大きな声では言えないが

 昨日の午後、職場で駐車してはいけないスペースに駐車していたら、恥ずかしながら夜になって出口を閉鎖されてしまった。チェーンが張られてダイヤル式番号錠でロックしてあり、これを外さなければ車は絶対に外へ出せない。もうバスもない深夜のこと。家へ帰れないのではないか、と久々に内心パニックになった。
 「誰かの車に乗せてもらう」「朝まで時間をつぶして始発バスで帰る」などの選択肢もあったが、結局ドロボウのように番号錠の数字を 001, 002,‥‥と1つ1つ試して解除番号を探した。時々人が通って恥ずかしい思いをするたび悪いことをしているわけではないと自分に言い聞かせつつ、40分ほどの作業の末についに開く。いつかは必ず開くはずとはわかっていても、開いた瞬間は天に感謝したくなった。
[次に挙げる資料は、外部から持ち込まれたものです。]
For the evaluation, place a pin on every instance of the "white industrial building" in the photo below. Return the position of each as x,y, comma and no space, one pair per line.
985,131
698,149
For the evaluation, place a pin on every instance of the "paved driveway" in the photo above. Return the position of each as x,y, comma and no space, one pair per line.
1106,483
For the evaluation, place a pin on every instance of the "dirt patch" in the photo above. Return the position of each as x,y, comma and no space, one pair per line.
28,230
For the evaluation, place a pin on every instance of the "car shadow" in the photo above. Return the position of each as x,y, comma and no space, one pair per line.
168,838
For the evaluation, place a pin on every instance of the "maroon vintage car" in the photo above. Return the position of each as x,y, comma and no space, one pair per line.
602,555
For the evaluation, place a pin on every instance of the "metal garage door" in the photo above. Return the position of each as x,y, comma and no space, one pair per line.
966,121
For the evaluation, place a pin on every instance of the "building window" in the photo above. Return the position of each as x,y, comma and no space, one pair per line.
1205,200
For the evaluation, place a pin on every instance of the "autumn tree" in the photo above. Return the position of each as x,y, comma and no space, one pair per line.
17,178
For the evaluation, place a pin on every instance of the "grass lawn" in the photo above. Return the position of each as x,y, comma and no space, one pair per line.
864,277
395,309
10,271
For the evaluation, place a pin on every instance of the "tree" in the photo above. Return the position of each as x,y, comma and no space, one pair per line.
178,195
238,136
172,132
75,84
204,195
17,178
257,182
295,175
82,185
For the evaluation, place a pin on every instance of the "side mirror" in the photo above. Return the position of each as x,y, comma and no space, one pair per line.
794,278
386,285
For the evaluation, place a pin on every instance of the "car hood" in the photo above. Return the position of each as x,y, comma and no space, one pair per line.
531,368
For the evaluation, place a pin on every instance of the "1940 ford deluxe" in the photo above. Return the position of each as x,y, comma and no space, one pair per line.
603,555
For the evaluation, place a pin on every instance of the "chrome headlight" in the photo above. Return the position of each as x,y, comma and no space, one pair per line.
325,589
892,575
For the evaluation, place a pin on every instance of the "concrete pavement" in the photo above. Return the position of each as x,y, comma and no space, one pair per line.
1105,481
 メーカーが番号錠を作るとき、解除番号は 000 から 999 までまったくランダムに決めるのだろうか。ドロボウが今回の私のように番号を1つ1つ試す場合、おそらく人間の癖として 000 から始める人が多いだろう、それなら解除番号が大きいほうが少しでも時間を稼げて防犯上有利だ。つまり市販の番号錠は解除番号 500〜999 の製品が多いのではないだろうか。こんどホームセンターで確かめてみよう。

 今回の1つ1つ番号をずらして開くかどうか試すという作業もまた単純作業の繰り返しだが、作業中の精神状態は墨擦りや胡麻擦りとは異なる種類のものである。解除番号の1コ手前まではずっと挫折感や絶望感に苛まれ続け、開いた瞬間に急激に達成感が訪れる。ヨロコビは大きいが、精神統一には向いていないな。